3,000-year-old human remains uncovered in western Nepal
Source - http://www.mysinchew.com/node/67675
What could well be compared to Shangri-La as envisioned by British author James Hilton in his 1933 novel Lost Horizon, recent findings of human history dating back to over 3,000 years in the caves of Upper Mustang in western Nepal have unraveled a significant portion, if not the whole of that virgin unknown, reports China's Xinhua news agency.
According to Monday's The Kathmandu Post, a team of national and international climbers, scientists, archaeologists, historians and anthropologists has found evidence of thousands of years of civilisation in this mystical land.

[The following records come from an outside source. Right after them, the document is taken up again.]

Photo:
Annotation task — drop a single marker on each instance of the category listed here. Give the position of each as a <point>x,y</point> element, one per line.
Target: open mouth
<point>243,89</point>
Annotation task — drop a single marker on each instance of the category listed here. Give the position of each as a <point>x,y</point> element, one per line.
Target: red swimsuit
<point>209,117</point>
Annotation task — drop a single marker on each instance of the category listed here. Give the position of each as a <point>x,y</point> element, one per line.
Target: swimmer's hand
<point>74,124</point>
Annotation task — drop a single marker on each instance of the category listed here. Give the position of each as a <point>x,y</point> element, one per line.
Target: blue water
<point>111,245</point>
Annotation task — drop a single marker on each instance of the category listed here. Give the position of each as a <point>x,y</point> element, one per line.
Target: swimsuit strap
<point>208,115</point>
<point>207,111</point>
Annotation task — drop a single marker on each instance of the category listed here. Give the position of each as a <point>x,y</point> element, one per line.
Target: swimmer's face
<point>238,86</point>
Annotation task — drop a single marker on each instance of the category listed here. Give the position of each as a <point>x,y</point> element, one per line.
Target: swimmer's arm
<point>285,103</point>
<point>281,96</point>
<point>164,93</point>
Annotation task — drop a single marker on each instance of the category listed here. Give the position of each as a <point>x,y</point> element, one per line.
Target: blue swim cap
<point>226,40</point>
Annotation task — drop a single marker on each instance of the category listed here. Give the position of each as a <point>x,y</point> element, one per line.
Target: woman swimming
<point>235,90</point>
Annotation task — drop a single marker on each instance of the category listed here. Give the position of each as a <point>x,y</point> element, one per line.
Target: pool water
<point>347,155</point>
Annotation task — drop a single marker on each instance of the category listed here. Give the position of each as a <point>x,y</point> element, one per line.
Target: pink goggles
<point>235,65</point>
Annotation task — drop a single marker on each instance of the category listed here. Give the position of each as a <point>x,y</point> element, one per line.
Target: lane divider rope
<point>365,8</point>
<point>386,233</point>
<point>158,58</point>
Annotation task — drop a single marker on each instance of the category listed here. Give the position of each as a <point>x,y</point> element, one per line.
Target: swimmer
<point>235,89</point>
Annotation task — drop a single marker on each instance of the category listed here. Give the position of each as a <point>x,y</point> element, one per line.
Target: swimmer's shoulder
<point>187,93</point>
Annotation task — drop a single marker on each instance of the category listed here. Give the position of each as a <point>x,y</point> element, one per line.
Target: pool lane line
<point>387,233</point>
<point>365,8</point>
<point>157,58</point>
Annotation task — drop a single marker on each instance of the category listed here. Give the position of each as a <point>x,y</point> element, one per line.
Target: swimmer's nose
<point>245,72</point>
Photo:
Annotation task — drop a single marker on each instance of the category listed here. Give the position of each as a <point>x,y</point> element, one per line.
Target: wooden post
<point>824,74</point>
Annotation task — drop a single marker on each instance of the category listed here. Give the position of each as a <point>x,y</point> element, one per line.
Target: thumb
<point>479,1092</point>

After beginning the first phase of its research in 2008, the team discovered human remains dating back to 3,000 years, bringing out untold stories of an " independent" civilisation.
According to Mohan Singh Lama, an archaeologist with the Department of Archaeology (DoA), the findings go back to the pre- history period (before the beginning of the Christian era) when the Indus Valley and the Chinese civilisations were slowly making inroads into Nepal via present day India and the Tibetan plateau.
"Since cave settlement was not popular in other places around, we can view this as an independent civilisation," he said, adding that one of the most important cultures of the past that they found out is the unique burial pattern.
According to him, dead bodies used to be buried in caves, along with jewelry and utensils. The team found square coffins in the caves with human skeletons, perched under kilos of jewelry and utensils.
"This makes the entire area rich in underground treasure, but many of the graves were dug by treasure hunters," Lama said.
Though not practiced now, treasure hunting used to be one of the most sensational businesses for many people in and around Mustang until a couple of centuries ago, experts say.
The team that includes experts from the National Geographic channel and the DoA has so far been able to explore at least nine caves.
Ancient Tibetan Buddhist shrines were also recovered from the caves. The shrines are decorated with exquisitely painted frescoes, including a 55-panel depiction of Buddha's life.
Thousands of pages of religious texts written in the Tibetan language, stone carvings, idols and paintings are the main religious findings, Lama said. Caves where people lived were constructed several meters vertically upward from the basement.
"The caves that begin with a small hole visible from the outside are huge maze-like structures in the inside," Lama said. However, how the people climbed up to the entrance is still a mystery, Lama added.
After 2008, the team continued its study in 2010 and 2011.
Mark Aldenderfer, an archaeologist at the University of California who is leading the excavation team, claims people have been living in the Mustang valley since 10,000 years.
"Our team found stone tools near Kagbeni. These tools resemble those from lower elevations. Their presence suggests people have been moving into the valley for a very long time," Aldenderfer told the daily.